Abstract
Biological evidence shows that precise timing spikes can more accurately describe the activity of the neuron and effectively transmit spatio-temporal patterns. However, it is still a core challenge to trigger multiple precise timing spikes in each layer of multilayer spiking neural network (SNN), since the complexity of the learning targets increases significantly for multispike learning. To address this issue, we propose a novel supervised, multispike learning method for multilayer SNNs, which can accomplish the complex spatio-temporal pattern learning of spike trains. The proposed method derives the synaptic weight update rule from the Widrow-Hoff (WH) rule, and then credits the network error simultaneously to preceding layers using backpropagation. The algorithm has been successfully applied to the benchmark datasets from the UCI dataset. Experimental results show that the proposed method can achieve comparable classification accuracy with classical learning methods and a state-of-the-art supervised algorithm. In addition, the training framework effectively reduces the number of connections, thus improving the computational efficiency of the network.
This work is supported by National Natural Science Foundation of China under Grant No. 61906126.
Access provided by Autonomous University of Puebla. Download conference paper PDF
Similar content being viewed by others
Keywords
1 Introduction
Research evidence shows that the precise spatio-temporal firing pattern of groups of neurons can convey relevant information [1], which enables us to use time as a communication and computing resource in spiking neural networks (SNNs). In recent years, learning methods focusing on how to deal with spatio-temporal spikes by a supervised way have also been explored [2]. This scheme can train single or multilayer networks to fire the required output spike train. For single-layer networks, different spike-timing based learning rules have been developed [3, 4]. Theses rules adopt either an error function minimized by gradient descent or an analog of the Widrow-Hoff (WH) rule. Remote supervised method (ReSuMe) [5] is an outstanding method due to its effectiveness. It uses Spike-Timing-Dependent Plasticity (STDP) and anti-STDP window to finish the learning process. All of these existing single-layer algorithms can successfully finish the training, while the efficiency of them is low, especially for complex tasks. Therefore, training a hierarchical SNN in the closest way to the brain is required.
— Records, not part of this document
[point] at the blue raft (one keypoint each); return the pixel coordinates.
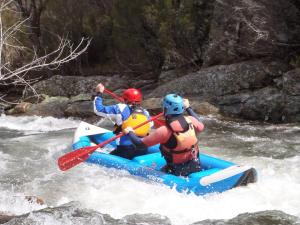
(217, 175)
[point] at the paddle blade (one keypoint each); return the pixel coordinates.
(73, 158)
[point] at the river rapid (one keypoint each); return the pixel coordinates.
(90, 194)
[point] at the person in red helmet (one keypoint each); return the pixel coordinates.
(127, 114)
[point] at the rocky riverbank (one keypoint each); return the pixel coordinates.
(247, 67)
(254, 90)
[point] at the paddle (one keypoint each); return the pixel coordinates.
(73, 158)
(114, 95)
(157, 123)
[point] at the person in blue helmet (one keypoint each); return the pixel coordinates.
(177, 139)
(130, 113)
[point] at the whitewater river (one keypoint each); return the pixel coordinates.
(89, 194)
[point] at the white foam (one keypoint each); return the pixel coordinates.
(108, 191)
(16, 204)
(32, 124)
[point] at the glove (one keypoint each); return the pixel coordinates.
(186, 103)
(100, 88)
(117, 129)
(128, 129)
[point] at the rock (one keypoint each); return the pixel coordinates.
(152, 103)
(291, 111)
(224, 79)
(200, 107)
(5, 218)
(264, 104)
(35, 199)
(291, 82)
(167, 76)
(204, 108)
(242, 30)
(23, 107)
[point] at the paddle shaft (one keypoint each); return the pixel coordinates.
(75, 157)
(114, 95)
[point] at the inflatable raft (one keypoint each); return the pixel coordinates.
(217, 175)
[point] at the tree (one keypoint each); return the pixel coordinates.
(12, 73)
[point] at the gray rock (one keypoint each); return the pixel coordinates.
(80, 109)
(291, 82)
(246, 29)
(224, 80)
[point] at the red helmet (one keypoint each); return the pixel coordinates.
(132, 95)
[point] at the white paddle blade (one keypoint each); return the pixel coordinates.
(223, 174)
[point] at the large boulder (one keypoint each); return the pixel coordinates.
(254, 90)
(224, 79)
(247, 29)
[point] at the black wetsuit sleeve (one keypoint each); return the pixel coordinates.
(136, 140)
(191, 112)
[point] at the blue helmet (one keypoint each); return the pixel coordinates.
(173, 104)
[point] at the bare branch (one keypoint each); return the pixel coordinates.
(11, 74)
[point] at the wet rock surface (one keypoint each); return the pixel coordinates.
(242, 30)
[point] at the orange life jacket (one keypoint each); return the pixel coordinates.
(182, 145)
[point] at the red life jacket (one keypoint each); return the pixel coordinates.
(182, 145)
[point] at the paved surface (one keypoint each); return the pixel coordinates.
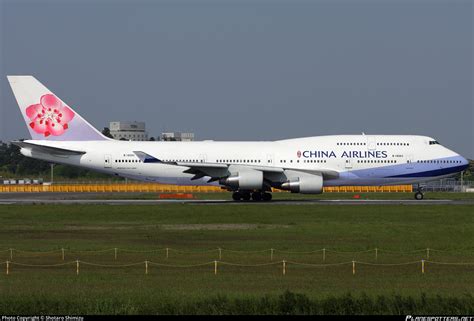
(91, 198)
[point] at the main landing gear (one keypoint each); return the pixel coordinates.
(419, 193)
(255, 196)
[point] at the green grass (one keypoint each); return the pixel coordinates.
(195, 228)
(290, 196)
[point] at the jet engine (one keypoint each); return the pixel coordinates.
(308, 184)
(244, 180)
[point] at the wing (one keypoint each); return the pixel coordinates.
(217, 171)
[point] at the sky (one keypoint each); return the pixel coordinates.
(249, 70)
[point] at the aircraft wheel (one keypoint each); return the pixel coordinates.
(419, 196)
(257, 196)
(236, 196)
(246, 196)
(267, 197)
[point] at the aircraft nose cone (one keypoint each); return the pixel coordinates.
(464, 162)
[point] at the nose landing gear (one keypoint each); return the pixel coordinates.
(419, 193)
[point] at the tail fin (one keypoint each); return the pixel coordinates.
(48, 117)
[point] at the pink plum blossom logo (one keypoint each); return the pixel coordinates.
(50, 116)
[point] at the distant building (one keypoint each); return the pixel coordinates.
(177, 137)
(128, 130)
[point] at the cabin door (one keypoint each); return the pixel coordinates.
(107, 161)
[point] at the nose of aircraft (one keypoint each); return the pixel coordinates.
(464, 162)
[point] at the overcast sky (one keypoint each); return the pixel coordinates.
(249, 70)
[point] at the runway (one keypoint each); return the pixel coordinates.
(92, 199)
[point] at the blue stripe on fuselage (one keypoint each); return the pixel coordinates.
(433, 173)
(439, 167)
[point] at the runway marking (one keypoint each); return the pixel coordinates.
(230, 202)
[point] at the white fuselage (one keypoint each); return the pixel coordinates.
(357, 159)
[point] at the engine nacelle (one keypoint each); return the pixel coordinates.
(305, 184)
(244, 180)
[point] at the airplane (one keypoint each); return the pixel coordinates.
(247, 169)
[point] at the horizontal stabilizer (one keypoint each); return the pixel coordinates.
(146, 158)
(48, 149)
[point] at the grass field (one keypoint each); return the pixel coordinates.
(194, 232)
(290, 196)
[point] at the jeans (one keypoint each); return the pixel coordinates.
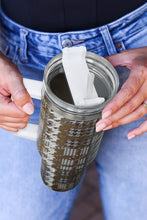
(121, 164)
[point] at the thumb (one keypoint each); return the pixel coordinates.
(20, 95)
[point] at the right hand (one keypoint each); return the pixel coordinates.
(14, 114)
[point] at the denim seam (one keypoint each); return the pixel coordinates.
(129, 35)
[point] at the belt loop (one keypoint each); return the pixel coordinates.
(108, 40)
(23, 45)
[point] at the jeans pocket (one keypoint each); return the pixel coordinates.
(137, 39)
(3, 45)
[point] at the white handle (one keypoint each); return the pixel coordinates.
(34, 89)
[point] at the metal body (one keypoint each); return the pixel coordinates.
(67, 140)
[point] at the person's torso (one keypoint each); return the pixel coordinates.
(67, 15)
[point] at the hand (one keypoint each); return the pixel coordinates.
(130, 103)
(13, 114)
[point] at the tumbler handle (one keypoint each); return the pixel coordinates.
(34, 89)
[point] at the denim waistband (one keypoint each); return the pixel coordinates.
(42, 40)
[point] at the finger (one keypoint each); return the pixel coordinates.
(8, 128)
(138, 131)
(8, 108)
(110, 122)
(14, 125)
(128, 90)
(14, 120)
(128, 108)
(124, 58)
(136, 115)
(20, 95)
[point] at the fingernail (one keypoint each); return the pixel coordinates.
(131, 136)
(100, 127)
(28, 108)
(106, 114)
(107, 128)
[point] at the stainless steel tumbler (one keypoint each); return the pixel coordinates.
(67, 140)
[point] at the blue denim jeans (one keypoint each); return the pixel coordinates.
(121, 164)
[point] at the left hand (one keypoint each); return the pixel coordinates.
(130, 103)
To further improve the learning performance, the Quick Propagation, Resilient Propagation [6] and the SpikeProp [7] are studied. However, due to the sudden jump or discontinuity of error function, the gradient learning method may lead to learning failure. Another thread of research is to use the revised version of the WH learning rule for SNNs. ReSuMe is extended to the Multilayer Remote Supervised Learning Method (Multi-ReSuMe) in [8], where multiple pulses are considered in each layer. The delay of spike propagation is a vital feature in the real biological nervous system [9]. Combining ReSuMe and delay learning, [10] further puts forward a new algorithm for multiple neurons. Although many efforts have been made for SNN structure design and learning, in most of the existing learning methods, the transformation of relevant information is realized by using rate coding or single spike of neurons [11] due to the discontinuous nature of neuronal spike timing. Thus, it remains as one of the challenging problems to build an SNN that can learn such spike pattern-to-spike pattern transformations.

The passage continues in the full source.